Today I bring you a historical novel that’s set in the 5th century, in the chaotic times after the Roman Empire has fallen. I discovered this book because of the blog tour, thanks to Rachel’s Random Resources. Let’s drink a hot coffee (or tea, if that suits your taste better), and read everything there is to know about the book, including my review! 😉
About the Book
Britain 455AD. The Roman Empire has fallen. As the daughter of a king and a priestess of the sacred grove, Anya’s life in Germania is one of wealth and privilege – until she dares to speak out against the high priest’s barbaric human sacrifices. Her punishment is exile. Forced to leave her homeland, she sails to Britannia, to an island that is sliding into chaos and war, as rival kingdoms vie for power. Alone and far from home, Anya must learn to survive amidst the bloodshed, treachery and intrigue of fifth century Britain. Can she find a place to belong – a home, a hearth, a welcome?
About the Author
Penny’s father, a journalist, instilled her with a love of history from an early age. Family holidays invariably included an invigorating walk up an Iron Age hill-fort whilst listening to his stirring stories of the Roman attack and the valiant defence by the Britons. Consequently, Penny has a degree in Classics and a passion for history and archaeology. She has enjoyed a varied career, including BBC production assistant, theatre PR and journalism, but her ambition was always to write historical fiction. Her first novel, The King’s Daughter, was awarded Editor’s Choice by the Historical Novel Society. Penny has worked on many archaeological excavations, and these ‘digs’ and their evocative finds often provide the inspiration for her books. Penny’s research also takes her to the many spectacular historical sites featured in this novel, including Hadrian’s Wall and Tintagel.”

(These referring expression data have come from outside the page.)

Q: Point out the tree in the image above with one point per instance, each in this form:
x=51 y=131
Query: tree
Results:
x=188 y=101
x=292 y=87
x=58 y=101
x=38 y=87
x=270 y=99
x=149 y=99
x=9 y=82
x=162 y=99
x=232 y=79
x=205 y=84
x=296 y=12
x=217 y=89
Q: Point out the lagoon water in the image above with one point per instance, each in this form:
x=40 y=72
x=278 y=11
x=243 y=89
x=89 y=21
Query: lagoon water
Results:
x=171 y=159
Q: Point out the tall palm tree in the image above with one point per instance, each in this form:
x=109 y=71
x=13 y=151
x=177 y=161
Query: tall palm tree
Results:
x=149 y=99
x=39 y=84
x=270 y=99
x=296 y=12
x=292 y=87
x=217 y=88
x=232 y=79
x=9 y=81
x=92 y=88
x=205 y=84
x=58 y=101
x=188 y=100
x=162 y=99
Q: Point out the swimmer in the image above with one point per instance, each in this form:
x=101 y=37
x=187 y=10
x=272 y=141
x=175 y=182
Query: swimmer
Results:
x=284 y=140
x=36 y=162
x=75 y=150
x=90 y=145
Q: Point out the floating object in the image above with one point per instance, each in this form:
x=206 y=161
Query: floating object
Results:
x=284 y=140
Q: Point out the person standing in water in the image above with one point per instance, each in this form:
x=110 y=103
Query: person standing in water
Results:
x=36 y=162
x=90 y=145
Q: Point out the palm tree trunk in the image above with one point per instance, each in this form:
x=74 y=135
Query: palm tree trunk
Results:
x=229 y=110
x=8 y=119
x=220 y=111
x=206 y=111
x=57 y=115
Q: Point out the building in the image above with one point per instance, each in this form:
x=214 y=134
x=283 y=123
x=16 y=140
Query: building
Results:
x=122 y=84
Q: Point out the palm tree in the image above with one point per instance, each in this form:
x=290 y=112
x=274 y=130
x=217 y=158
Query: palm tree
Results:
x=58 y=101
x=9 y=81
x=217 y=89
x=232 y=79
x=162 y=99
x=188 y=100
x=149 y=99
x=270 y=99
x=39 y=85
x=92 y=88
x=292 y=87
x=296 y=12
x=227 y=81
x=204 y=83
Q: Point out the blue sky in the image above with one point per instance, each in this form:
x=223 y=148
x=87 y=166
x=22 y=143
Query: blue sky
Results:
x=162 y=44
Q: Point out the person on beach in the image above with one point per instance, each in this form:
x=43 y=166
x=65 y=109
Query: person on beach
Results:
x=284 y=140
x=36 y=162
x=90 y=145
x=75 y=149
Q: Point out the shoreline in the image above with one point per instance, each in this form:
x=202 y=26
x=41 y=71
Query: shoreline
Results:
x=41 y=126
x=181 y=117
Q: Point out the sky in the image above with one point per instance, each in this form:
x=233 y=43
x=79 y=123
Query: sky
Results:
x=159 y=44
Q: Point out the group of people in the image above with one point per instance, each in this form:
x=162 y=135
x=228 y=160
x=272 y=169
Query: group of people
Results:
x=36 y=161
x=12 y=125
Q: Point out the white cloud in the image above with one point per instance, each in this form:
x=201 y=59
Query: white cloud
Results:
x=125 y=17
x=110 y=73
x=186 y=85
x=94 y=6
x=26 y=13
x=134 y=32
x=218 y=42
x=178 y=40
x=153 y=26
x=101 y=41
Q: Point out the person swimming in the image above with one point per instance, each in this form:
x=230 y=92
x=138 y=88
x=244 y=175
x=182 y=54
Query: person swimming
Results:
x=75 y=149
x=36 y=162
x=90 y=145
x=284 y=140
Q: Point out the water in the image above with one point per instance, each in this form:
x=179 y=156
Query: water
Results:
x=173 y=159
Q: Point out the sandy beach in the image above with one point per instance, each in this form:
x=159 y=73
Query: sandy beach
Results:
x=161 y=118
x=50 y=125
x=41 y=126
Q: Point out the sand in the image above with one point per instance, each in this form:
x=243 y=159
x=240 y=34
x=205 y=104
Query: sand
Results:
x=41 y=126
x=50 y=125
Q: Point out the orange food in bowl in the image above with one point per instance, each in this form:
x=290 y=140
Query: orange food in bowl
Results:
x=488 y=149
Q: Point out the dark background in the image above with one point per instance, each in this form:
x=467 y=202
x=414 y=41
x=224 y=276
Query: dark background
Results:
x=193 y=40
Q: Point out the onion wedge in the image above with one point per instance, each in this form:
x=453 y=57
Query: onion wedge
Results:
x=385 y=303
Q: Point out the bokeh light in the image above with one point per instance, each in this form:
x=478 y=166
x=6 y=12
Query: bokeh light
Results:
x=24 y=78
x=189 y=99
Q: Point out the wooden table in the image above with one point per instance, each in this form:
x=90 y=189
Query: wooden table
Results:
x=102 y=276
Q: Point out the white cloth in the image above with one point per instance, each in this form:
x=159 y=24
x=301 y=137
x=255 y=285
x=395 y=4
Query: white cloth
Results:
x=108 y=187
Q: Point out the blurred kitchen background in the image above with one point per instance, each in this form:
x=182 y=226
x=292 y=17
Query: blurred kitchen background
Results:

As I said before, I found out about this book thanks to the blog tour by Rachel, and it’s been a while since I read a historical fiction set around this time, so I wanted to take part in the tour. The blurb got me in the mood for reading about this period!
I’m so glad I read this book! I couldn’t put it down. (
Okay, I had to at some points, but it was really hard…) The story was engaging, and there were way more plot twists than I expected! There was intrigue, adventure, war and peace, character drama… everything. At first I thought it would be way more predictable than it actually turned out to be, than I was stunned by the first real big plot twist.
The chaotic post-Roman world is very well pictured, the uncertain atmosphere (full of bad anticipations but also a tiny flicker of hope) lingers above the pages throughout the whole novel. Unfortunately sometimes a bit more modern words/expressions were used that momentarily made me feel a bit of disbelief, but they were rare, and in general I can say that I was fully sucked in the ancient world of the story.
One of my favorite things about this book was the characters! There are many, some from all the different places Anya (the main character) visits, and some of them don’t have very much time for showing us themselves, but even in spite if that, the reader gets an idea about their motives and thinking, why and how they have become the people they are. They are interesting and have depth. The relationships between them progress slowly, gradually, at a natural pace, which is something I very much appreciate. Especially because I feel like it’s rarer and rarer in books. Or movies. It’s like a fast speeding world requires fast-paced stories, and to an extent I get this phenomenon, but relationships are not like that. They’re not believable that way. If you agree with me on this, keep calm: this book is nothing like that! It’s very eventful, but the pacing is natural!
My only tiny problem with the story is the ending: it’s okay, if we accept that there’s a sequel and the story will continue, and I’m sure together these books give a nice, round story, but nothing is closed at the end. Nobody’s story is finished, we don’t know what is going to happen. I don’t mention it as a huge problem, because it’s not a real cliffhanger – it’s not like ‘OMG, what the hell he/she said to that?’ or ‘OMG I have to know if he/she lived or died after that unexpected terrible thing happened’. It’s nothing like that. It’s way more peaceful, and the story doesn’t end in the middle of some important event. It’s simply clear that if you want to have a satisfying ending, you have to read forward.
And yeah, it achieved that goal: I want to read the next book so much!
Let’s Give It A Grade!
- Story: 5/5
- Characters: 5/5
- Style: 4/5
- The Subjective Factor: 5/5
- GPA: 4.75
I can’t say this book is incomparable to those others in the genre, but it is a strong representative that’s worth reading.
If you like historical fiction that has many things in it, without either being more important than the other: there’s battle, there’re historical curiosities, there’s an emotional side to it and there’s love – but it’s not like the simple story of a war, and it’s not really a romance novel, either. It’s…balanced.
Any lyrical instrumental soundtrack would do.
As I said above, the story is not completely finished in this book. So, yes, I want to read the sequel! Actually, I’m even thinking of getting to it before I read anything else… while my soul is still left in this story.